Le jour se lève (1939)
Gegen Mitte der 30er Jahre entwickelte sich in Frankreich eine Stilrichtung, die als Poetischer Realismus zu den großen Epochen der Filmgeschichte zählen sollte. Jean Renoir, Marcel Carné, Julien Duvivier, René Clair und der späte Jacques Feyder gelten als bedeutende Vertreter dieser Schule. Clair war jedoch vor allem an experimentellen Formspielen und humorvoll-satirisch überzeichneten Stoffen interessiert, Duvivier befriedigte regelmäßig auch den Geschmack eines Massenpublikums... Carné dagegen steht für den Poetischen Realismus, wie kaum ein anderer Filmemacher: war der Poetische Realismus schon immer zwar poetisch & romantisch, aber keineswegs realistisch, sondern eher pessimistisch, ja geradezu fatalistisch, so gilt das ganz besonders für Carné.
"Le jour se lève" ist ein pessimistischer & fatalistischer Film im höchsten Grade: die nicht zufällig in Rückblenden erzählte Geschichte eines begangenen Mordes (und bevorstehenden Selbstmordes) widmet sich aufmerksam dem Alltag des geschilderten Milieus und entwickelt die sich scheinbar zwangsläufig ereignende Katastrophe aus dessen Missverständnissen, Vorurteilen und Missständen, während Motive und Strukturen des Kriminalfilms eine allenfalls nebensächliche Rolle spielen.

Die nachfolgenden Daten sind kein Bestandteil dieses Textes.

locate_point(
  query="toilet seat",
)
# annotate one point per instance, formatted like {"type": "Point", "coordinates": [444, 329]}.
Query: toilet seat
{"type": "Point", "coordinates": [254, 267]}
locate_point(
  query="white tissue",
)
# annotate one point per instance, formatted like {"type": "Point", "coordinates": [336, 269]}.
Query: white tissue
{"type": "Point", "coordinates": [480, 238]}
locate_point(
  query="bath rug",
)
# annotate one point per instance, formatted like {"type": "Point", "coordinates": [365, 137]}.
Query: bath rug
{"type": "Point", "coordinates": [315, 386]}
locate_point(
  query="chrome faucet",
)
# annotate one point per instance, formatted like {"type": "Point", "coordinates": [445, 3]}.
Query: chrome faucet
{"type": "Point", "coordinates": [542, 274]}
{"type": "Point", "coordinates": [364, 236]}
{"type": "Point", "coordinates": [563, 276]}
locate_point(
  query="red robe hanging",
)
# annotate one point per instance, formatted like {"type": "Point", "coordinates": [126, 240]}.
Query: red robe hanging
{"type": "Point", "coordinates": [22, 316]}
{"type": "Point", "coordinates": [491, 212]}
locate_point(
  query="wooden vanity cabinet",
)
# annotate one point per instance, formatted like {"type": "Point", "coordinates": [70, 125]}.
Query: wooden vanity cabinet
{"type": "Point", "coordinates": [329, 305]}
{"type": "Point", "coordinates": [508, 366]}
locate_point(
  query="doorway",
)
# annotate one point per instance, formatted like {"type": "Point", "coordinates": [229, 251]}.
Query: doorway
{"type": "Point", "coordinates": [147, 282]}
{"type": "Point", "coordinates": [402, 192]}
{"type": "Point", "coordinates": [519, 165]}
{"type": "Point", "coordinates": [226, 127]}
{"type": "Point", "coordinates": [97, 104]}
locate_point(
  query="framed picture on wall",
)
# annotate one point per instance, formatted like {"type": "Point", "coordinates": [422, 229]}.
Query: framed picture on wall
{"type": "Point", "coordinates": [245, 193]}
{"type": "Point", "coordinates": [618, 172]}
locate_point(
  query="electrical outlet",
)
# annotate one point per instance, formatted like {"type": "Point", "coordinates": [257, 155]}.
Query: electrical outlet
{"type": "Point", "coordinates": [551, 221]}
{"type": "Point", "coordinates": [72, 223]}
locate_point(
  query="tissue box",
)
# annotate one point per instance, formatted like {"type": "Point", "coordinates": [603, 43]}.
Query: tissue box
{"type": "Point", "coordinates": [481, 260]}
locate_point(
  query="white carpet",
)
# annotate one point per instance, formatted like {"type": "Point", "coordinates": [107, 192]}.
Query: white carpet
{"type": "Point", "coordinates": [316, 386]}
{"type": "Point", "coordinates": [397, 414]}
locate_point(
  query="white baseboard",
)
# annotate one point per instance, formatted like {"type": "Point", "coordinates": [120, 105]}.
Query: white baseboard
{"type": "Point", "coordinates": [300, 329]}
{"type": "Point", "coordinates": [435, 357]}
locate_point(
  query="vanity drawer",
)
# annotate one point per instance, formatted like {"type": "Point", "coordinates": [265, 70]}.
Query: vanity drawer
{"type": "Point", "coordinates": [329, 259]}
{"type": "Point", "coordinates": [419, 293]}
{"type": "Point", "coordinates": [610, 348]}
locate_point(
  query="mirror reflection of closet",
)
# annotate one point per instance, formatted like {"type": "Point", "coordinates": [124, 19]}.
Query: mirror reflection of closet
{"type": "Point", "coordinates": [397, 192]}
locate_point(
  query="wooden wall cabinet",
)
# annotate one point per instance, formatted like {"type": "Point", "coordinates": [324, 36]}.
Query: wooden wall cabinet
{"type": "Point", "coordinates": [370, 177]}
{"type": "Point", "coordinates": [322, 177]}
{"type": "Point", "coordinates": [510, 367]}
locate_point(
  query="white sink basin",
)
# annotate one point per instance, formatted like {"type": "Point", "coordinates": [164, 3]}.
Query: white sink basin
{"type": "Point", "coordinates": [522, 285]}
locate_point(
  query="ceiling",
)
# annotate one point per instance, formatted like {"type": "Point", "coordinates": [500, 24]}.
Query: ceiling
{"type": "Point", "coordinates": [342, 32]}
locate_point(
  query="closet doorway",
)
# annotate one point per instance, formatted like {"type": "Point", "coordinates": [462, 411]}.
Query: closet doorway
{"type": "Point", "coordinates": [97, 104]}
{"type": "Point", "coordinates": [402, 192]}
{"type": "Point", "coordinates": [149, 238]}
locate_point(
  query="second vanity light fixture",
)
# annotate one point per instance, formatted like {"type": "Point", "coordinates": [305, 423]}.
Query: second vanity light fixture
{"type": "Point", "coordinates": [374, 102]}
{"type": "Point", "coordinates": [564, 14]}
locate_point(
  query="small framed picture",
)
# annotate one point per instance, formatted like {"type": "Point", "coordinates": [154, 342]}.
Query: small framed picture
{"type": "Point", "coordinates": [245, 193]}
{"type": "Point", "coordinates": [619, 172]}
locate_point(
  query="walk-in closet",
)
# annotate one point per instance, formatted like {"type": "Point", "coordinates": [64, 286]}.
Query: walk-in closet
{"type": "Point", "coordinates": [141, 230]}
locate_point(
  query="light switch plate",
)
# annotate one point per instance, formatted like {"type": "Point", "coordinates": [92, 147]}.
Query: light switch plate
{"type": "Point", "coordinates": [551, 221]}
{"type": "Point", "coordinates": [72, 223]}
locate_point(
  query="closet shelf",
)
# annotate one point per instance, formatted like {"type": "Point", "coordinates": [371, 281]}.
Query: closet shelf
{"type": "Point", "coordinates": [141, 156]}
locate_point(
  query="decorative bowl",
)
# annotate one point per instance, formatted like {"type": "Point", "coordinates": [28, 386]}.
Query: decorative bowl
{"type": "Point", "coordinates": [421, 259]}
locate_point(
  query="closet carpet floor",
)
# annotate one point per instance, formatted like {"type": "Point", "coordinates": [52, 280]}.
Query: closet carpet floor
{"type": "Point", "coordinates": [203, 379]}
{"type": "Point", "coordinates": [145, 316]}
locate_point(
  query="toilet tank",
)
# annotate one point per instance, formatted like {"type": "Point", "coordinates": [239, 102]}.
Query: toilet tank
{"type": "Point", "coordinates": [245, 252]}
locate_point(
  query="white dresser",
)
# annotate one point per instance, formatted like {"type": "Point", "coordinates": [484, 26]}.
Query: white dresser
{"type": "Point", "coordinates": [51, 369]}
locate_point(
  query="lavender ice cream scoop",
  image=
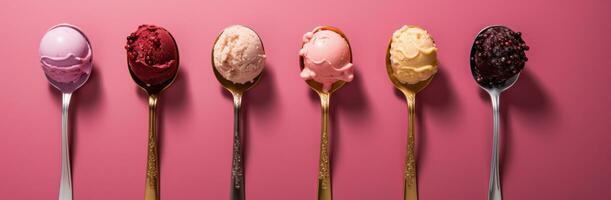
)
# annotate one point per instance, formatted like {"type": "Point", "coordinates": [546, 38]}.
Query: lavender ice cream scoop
{"type": "Point", "coordinates": [65, 56]}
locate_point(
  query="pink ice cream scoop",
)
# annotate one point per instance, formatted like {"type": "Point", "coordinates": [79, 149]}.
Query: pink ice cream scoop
{"type": "Point", "coordinates": [65, 56]}
{"type": "Point", "coordinates": [326, 58]}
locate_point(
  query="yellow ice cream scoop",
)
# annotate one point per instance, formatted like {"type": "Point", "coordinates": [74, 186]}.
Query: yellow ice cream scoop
{"type": "Point", "coordinates": [413, 55]}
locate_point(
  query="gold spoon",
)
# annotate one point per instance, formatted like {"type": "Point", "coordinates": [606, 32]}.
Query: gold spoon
{"type": "Point", "coordinates": [237, 90]}
{"type": "Point", "coordinates": [409, 90]}
{"type": "Point", "coordinates": [151, 189]}
{"type": "Point", "coordinates": [324, 172]}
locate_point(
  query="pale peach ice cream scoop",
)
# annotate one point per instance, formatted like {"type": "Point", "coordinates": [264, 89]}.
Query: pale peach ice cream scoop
{"type": "Point", "coordinates": [238, 54]}
{"type": "Point", "coordinates": [326, 58]}
{"type": "Point", "coordinates": [413, 55]}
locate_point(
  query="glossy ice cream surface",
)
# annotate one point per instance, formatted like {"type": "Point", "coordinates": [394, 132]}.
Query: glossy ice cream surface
{"type": "Point", "coordinates": [326, 57]}
{"type": "Point", "coordinates": [499, 54]}
{"type": "Point", "coordinates": [152, 54]}
{"type": "Point", "coordinates": [413, 55]}
{"type": "Point", "coordinates": [66, 56]}
{"type": "Point", "coordinates": [238, 54]}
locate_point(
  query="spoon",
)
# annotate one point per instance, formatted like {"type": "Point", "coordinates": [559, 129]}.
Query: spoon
{"type": "Point", "coordinates": [494, 191]}
{"type": "Point", "coordinates": [237, 90]}
{"type": "Point", "coordinates": [409, 90]}
{"type": "Point", "coordinates": [151, 190]}
{"type": "Point", "coordinates": [53, 43]}
{"type": "Point", "coordinates": [324, 172]}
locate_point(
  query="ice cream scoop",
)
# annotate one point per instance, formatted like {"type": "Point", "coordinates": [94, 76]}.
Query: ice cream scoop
{"type": "Point", "coordinates": [152, 54]}
{"type": "Point", "coordinates": [497, 58]}
{"type": "Point", "coordinates": [411, 63]}
{"type": "Point", "coordinates": [238, 58]}
{"type": "Point", "coordinates": [152, 57]}
{"type": "Point", "coordinates": [325, 61]}
{"type": "Point", "coordinates": [327, 58]}
{"type": "Point", "coordinates": [238, 54]}
{"type": "Point", "coordinates": [498, 55]}
{"type": "Point", "coordinates": [413, 55]}
{"type": "Point", "coordinates": [66, 57]}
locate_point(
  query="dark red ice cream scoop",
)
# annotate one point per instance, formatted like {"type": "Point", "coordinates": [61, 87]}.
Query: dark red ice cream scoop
{"type": "Point", "coordinates": [152, 54]}
{"type": "Point", "coordinates": [498, 55]}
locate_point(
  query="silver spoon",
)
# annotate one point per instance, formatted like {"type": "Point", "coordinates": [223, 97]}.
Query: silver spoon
{"type": "Point", "coordinates": [65, 188]}
{"type": "Point", "coordinates": [494, 190]}
{"type": "Point", "coordinates": [237, 90]}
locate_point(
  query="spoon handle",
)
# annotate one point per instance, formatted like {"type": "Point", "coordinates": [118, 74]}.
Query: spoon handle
{"type": "Point", "coordinates": [65, 187]}
{"type": "Point", "coordinates": [494, 188]}
{"type": "Point", "coordinates": [411, 187]}
{"type": "Point", "coordinates": [237, 169]}
{"type": "Point", "coordinates": [151, 189]}
{"type": "Point", "coordinates": [324, 172]}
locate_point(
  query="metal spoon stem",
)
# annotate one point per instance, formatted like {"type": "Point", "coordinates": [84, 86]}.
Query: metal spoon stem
{"type": "Point", "coordinates": [151, 189]}
{"type": "Point", "coordinates": [237, 170]}
{"type": "Point", "coordinates": [65, 187]}
{"type": "Point", "coordinates": [494, 191]}
{"type": "Point", "coordinates": [411, 186]}
{"type": "Point", "coordinates": [324, 174]}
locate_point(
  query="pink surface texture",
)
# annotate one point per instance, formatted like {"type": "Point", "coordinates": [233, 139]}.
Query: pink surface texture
{"type": "Point", "coordinates": [555, 120]}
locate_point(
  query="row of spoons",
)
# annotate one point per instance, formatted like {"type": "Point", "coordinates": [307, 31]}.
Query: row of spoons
{"type": "Point", "coordinates": [238, 59]}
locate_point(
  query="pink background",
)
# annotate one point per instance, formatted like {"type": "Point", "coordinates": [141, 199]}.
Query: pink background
{"type": "Point", "coordinates": [555, 120]}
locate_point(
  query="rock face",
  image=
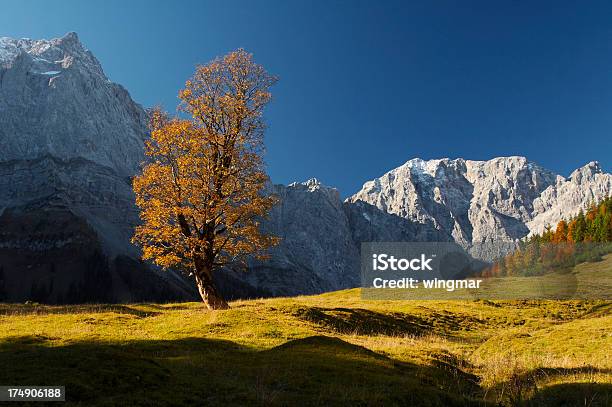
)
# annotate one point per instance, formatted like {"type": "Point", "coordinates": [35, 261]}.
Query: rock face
{"type": "Point", "coordinates": [69, 142]}
{"type": "Point", "coordinates": [484, 204]}
{"type": "Point", "coordinates": [566, 197]}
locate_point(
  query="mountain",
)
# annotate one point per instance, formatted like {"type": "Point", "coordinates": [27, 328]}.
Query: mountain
{"type": "Point", "coordinates": [484, 205]}
{"type": "Point", "coordinates": [69, 142]}
{"type": "Point", "coordinates": [321, 240]}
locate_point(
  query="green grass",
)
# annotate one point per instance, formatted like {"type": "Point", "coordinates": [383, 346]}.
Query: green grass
{"type": "Point", "coordinates": [330, 349]}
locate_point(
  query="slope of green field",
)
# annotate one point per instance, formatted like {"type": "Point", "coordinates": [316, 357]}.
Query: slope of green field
{"type": "Point", "coordinates": [330, 349]}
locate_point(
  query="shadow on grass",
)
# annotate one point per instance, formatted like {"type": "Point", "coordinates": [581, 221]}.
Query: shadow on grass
{"type": "Point", "coordinates": [361, 321]}
{"type": "Point", "coordinates": [317, 370]}
{"type": "Point", "coordinates": [364, 322]}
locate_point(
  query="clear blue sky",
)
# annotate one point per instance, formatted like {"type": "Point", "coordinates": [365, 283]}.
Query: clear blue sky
{"type": "Point", "coordinates": [365, 86]}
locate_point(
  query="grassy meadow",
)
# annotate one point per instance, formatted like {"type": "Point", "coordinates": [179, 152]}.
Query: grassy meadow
{"type": "Point", "coordinates": [330, 349]}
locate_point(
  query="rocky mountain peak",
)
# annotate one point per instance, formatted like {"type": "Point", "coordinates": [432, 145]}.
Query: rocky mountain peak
{"type": "Point", "coordinates": [586, 172]}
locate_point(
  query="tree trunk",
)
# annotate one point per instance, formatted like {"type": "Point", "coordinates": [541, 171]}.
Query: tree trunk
{"type": "Point", "coordinates": [211, 297]}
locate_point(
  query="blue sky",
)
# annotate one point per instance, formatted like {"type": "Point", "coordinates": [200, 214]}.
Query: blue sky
{"type": "Point", "coordinates": [365, 85]}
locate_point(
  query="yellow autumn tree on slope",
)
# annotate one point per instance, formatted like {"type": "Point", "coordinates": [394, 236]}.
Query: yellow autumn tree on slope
{"type": "Point", "coordinates": [200, 192]}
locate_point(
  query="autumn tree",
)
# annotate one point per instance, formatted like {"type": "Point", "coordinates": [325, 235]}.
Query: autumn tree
{"type": "Point", "coordinates": [200, 192]}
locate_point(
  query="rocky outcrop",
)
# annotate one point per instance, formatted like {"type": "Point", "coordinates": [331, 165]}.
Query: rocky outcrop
{"type": "Point", "coordinates": [484, 205]}
{"type": "Point", "coordinates": [568, 196]}
{"type": "Point", "coordinates": [321, 238]}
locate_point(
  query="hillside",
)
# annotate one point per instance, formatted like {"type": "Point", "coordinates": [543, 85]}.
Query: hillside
{"type": "Point", "coordinates": [329, 349]}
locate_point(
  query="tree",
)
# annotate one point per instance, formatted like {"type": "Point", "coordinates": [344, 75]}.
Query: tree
{"type": "Point", "coordinates": [201, 192]}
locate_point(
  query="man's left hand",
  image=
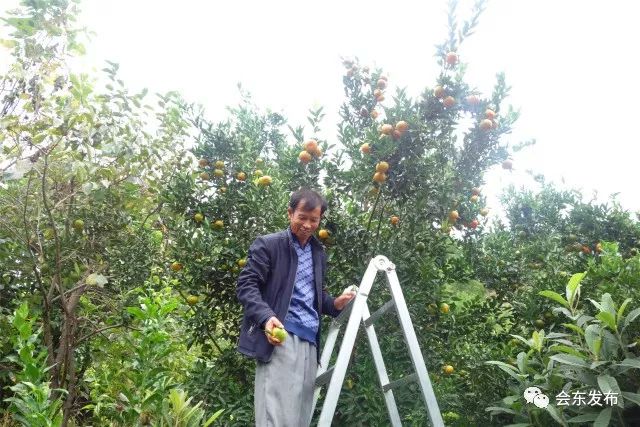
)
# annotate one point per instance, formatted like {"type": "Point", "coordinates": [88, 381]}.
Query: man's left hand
{"type": "Point", "coordinates": [343, 299]}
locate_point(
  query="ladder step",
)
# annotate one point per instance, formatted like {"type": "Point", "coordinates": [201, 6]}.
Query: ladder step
{"type": "Point", "coordinates": [379, 312]}
{"type": "Point", "coordinates": [344, 314]}
{"type": "Point", "coordinates": [398, 383]}
{"type": "Point", "coordinates": [325, 377]}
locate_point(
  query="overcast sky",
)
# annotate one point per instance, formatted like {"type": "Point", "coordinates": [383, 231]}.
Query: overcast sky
{"type": "Point", "coordinates": [572, 66]}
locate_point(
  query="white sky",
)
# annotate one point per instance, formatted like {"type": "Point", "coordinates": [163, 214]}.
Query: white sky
{"type": "Point", "coordinates": [571, 65]}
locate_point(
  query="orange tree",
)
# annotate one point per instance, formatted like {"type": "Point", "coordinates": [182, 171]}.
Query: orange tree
{"type": "Point", "coordinates": [403, 175]}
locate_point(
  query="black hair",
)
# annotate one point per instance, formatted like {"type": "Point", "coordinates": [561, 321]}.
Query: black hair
{"type": "Point", "coordinates": [312, 199]}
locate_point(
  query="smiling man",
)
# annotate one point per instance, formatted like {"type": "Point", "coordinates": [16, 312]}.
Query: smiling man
{"type": "Point", "coordinates": [283, 286]}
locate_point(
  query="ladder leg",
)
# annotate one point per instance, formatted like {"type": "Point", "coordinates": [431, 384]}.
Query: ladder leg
{"type": "Point", "coordinates": [325, 358]}
{"type": "Point", "coordinates": [390, 401]}
{"type": "Point", "coordinates": [414, 348]}
{"type": "Point", "coordinates": [337, 378]}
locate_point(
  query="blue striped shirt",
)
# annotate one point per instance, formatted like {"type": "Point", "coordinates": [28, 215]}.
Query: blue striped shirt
{"type": "Point", "coordinates": [302, 318]}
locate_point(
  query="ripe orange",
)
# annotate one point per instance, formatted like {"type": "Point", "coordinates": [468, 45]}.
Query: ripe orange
{"type": "Point", "coordinates": [386, 129]}
{"type": "Point", "coordinates": [379, 177]}
{"type": "Point", "coordinates": [486, 124]}
{"type": "Point", "coordinates": [452, 58]}
{"type": "Point", "coordinates": [402, 126]}
{"type": "Point", "coordinates": [304, 157]}
{"type": "Point", "coordinates": [265, 180]}
{"type": "Point", "coordinates": [473, 100]}
{"type": "Point", "coordinates": [382, 167]}
{"type": "Point", "coordinates": [449, 101]}
{"type": "Point", "coordinates": [311, 145]}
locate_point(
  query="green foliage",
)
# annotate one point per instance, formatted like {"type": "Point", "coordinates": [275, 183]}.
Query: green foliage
{"type": "Point", "coordinates": [33, 403]}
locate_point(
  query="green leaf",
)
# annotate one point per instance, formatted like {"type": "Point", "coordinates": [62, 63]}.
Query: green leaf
{"type": "Point", "coordinates": [572, 286]}
{"type": "Point", "coordinates": [553, 411]}
{"type": "Point", "coordinates": [574, 328]}
{"type": "Point", "coordinates": [568, 359]}
{"type": "Point", "coordinates": [632, 397]}
{"type": "Point", "coordinates": [631, 317]}
{"type": "Point", "coordinates": [608, 319]}
{"type": "Point", "coordinates": [608, 384]}
{"type": "Point", "coordinates": [566, 349]}
{"type": "Point", "coordinates": [603, 418]}
{"type": "Point", "coordinates": [555, 296]}
{"type": "Point", "coordinates": [500, 409]}
{"type": "Point", "coordinates": [632, 363]}
{"type": "Point", "coordinates": [584, 418]}
{"type": "Point", "coordinates": [213, 417]}
{"type": "Point", "coordinates": [622, 308]}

Als kaum ein Quartal später Frankreich Deutschland aufgrund des Polenfeldzugs den Krieg erklärte, wurde Carnés Film dann auch als demoralisierend empfunden und kurzerhand verboten. 1947 versuchte man bei RKO, den Film dauerhaft aus dem Verkehr zu ziehen, um das eigene Remake besser vermarkten zu können. Langfristig haben solche Zwischenfälle dem Ruf & Status des Films eher genutzt als geschadet; nun – 75 Jahre später – erlebte der längst zum großen Klassiker avancierte Film (nicht nur in Frankreich) seine Wiederaufführung und liegt in restaurierter Form auf BR vor.